Saturday, December 15, 2012

Governor’s Road traffic a complex issue

Kitty MacLeod died for lack of a crosswalk (Opinion, Dec. 10)

Letters, Hamilton Spectator, December 15, 2012

To suppose that Kitty MacLeod died for lack of a crosswalk on Governor’s Road opposite St. Joseph’s Villa is to hold a misguided view of public policy. Any public policy based on one death or the possibility of “someone getting killed” cannot be reasonable. If it were, in the absurd extreme, we would have a crosswalk at every point where a pedestrian chose to cross a road, an all-way stop or signal at every intersection.
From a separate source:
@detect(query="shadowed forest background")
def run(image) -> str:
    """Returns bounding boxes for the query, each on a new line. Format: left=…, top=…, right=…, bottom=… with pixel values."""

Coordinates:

The contributing factors in MacLeod’s death are many. Those within the purview of municipal policy extend back in time at least to the approval of Governor’s Estates with no provision for adequate vehicle access. Simply painting a new lane line on a roadway without widening it in anticipation of greatly increased volume does not create a new lane. Moreover, the pedestrian-operated signals at Creekside-Hatt and Creekside-Ogilvie are, for most who encounter them, more of a problem than a solution.

“Everybody knows” (with a nod to Leonard Cohen) that the Ogilvie-Governor’s intersection has been dysfunctional from a traffic perspective for years. Its geometrics, lane markings, permitted moves, lane widths and approaches are all in need of a rigorous rethink given the volumes of vehicles, pedestrians, transit riders, cyclists, and scooters who take their chances every day.

Before Councillor Russ Powers acts to bring forward a crosswalk planned for 2017, with its guarantee of serious collateral discontent, I’d like to propose a community user-driven review of traffic policy and operations for the area centred on the Governor’s-Ogilvie intersection.